Filmmaker Thom Andersen (Los Angeles Plays Itself) has noted the similarities between the Dardennes’ work and classic film noir, which often dealt with characters trying to avoid or escape lives of crime. The Son portrayed an ex-con’s difficult rehabilitation, and L’Enfant dealt with petty thieves. The Kid With a Bike ups the ante by making the corruptible hero a mere boy. An abandoned child who has problems socializing, Cyril is a classic example of an at-risk youth; when the dealer recruits him to commit a robbery, one senses the beginning of a hopeless pattern that might one day ruin him. Like a good noir, the movie is suspenseful even in its quieter moments: Samantha and Cyril’s crosstown search for the boy’s father (which echoes detective movies like The Big Sleep) feels breathlessly urgent because the Dardennes keep cutting from one decisive movement to another.
The Kid With a Bike communicates its themes so directly that most children could appreciate it. In fact, the movie is remarkable for the way it suggests a fairy tale without sacrificing realism. In a recent Film Comment interview, the Dardennes discussed how “fairy-tale logic” guided certain decisions they made, such as dressing Cyril exclusively in red or setting his rendezvous with the dealer and his gang in the woods. This logic extends to most of the characters too: though they all face difficult choices, they’re clearly divided into good and bad people. The bad ones think only of themselves, while the good ones learn to see beyond their immediate gain and think about others’ well-being (this moral is common to children’s stories, though it’s more sophisticated than the thinking of many R-rated movies).

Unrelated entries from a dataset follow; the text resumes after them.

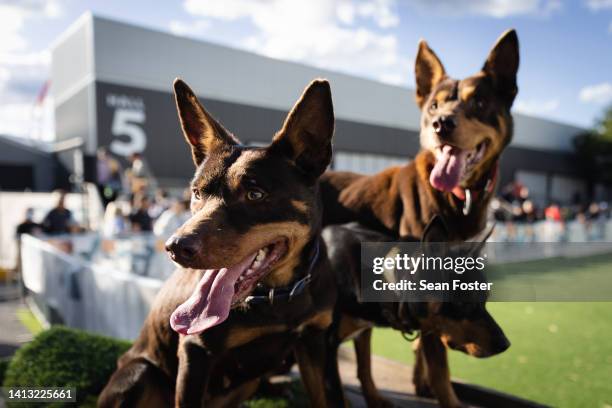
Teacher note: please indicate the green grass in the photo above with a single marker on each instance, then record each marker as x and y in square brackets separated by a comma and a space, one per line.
[561, 353]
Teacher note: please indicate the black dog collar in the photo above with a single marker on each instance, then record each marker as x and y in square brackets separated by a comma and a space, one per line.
[261, 294]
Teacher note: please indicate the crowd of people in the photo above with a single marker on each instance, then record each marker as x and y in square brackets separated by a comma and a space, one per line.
[133, 204]
[515, 205]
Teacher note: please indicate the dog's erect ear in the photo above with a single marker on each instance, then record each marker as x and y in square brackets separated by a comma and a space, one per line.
[308, 129]
[428, 70]
[502, 65]
[201, 130]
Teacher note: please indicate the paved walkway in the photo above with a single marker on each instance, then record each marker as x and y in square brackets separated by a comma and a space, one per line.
[393, 379]
[13, 334]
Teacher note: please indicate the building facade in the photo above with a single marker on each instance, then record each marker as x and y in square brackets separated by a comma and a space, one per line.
[112, 87]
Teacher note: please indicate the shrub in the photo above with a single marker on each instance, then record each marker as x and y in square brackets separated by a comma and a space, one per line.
[4, 362]
[63, 357]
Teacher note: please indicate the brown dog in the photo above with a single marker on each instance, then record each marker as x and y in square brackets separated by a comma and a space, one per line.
[465, 326]
[465, 126]
[255, 283]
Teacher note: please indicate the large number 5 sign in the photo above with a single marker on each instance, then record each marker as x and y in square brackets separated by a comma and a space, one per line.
[126, 124]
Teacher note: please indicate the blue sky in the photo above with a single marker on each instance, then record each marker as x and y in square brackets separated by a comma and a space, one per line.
[566, 46]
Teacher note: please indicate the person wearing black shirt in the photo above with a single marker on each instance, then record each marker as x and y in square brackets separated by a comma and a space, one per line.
[59, 219]
[140, 218]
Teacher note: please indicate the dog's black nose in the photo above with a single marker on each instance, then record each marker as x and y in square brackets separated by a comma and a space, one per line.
[444, 126]
[500, 344]
[181, 249]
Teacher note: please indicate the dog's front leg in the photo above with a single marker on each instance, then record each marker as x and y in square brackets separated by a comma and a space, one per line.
[319, 373]
[195, 365]
[438, 374]
[363, 353]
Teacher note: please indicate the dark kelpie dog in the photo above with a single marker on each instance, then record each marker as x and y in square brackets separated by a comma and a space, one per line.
[255, 283]
[465, 126]
[465, 326]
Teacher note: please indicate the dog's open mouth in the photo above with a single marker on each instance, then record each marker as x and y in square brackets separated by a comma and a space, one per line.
[220, 289]
[453, 164]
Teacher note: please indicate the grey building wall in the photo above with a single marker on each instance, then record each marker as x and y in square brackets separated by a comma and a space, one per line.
[15, 160]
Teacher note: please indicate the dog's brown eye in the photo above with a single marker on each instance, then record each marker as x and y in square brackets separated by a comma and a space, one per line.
[255, 194]
[196, 193]
[478, 103]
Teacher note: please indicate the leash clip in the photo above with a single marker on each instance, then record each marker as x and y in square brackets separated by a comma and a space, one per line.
[467, 206]
[410, 336]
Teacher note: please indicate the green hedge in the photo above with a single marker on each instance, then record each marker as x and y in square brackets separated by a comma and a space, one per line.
[61, 357]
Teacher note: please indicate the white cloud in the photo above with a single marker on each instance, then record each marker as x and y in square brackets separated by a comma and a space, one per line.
[489, 8]
[536, 107]
[600, 94]
[327, 33]
[597, 5]
[22, 69]
[191, 28]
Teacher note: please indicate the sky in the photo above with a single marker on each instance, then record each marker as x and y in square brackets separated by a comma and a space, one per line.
[566, 46]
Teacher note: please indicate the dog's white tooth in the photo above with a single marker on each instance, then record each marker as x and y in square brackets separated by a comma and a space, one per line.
[261, 254]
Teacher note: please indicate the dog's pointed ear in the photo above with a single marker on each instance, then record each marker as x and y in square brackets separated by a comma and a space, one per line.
[308, 129]
[428, 70]
[502, 65]
[201, 130]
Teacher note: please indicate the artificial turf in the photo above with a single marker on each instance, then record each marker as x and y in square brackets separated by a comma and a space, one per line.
[561, 352]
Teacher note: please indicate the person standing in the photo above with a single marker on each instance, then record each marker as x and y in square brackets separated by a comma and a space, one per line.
[59, 220]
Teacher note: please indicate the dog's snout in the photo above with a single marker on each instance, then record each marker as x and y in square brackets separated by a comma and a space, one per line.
[444, 125]
[181, 249]
[500, 344]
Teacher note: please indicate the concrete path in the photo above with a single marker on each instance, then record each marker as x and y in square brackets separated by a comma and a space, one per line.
[13, 334]
[393, 379]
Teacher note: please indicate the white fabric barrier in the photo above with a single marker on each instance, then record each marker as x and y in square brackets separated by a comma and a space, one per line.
[87, 296]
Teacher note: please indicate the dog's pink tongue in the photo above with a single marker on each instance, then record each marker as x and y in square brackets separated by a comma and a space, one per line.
[210, 302]
[447, 172]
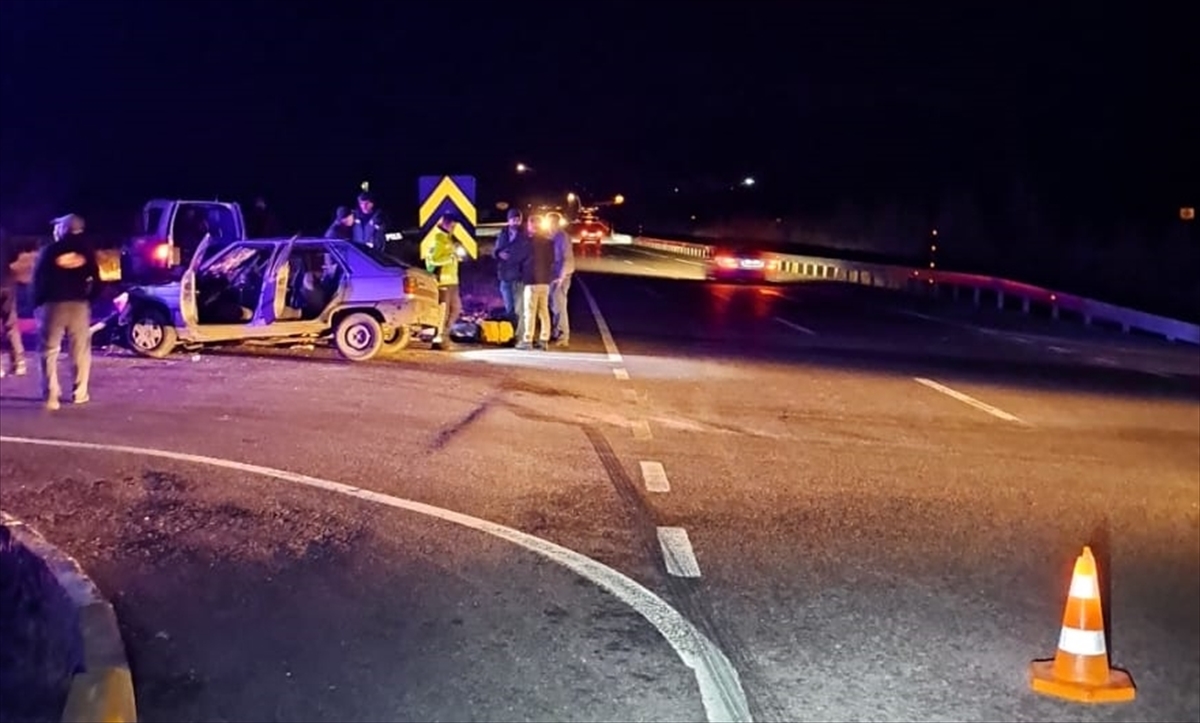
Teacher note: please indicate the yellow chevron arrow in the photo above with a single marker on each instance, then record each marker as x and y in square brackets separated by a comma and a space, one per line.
[447, 189]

These various genre elements may not be readily apparent because the brothers have so subtly integrated them into the narrative, making the story feel larger than life. At times they even border on the spiritual: near the end of the film there’s a figurative death and resurrection as Cyril falls from a tree to the pavement, appears to be dead, and then comes back around. Without sentimentalizing the characters, the Dardennes show how these people’s lives are as emotionally charged—and worthy of the viewer’s attention—as any Hollywood entertainment. In doing so, they persuade us that no life should be discounted.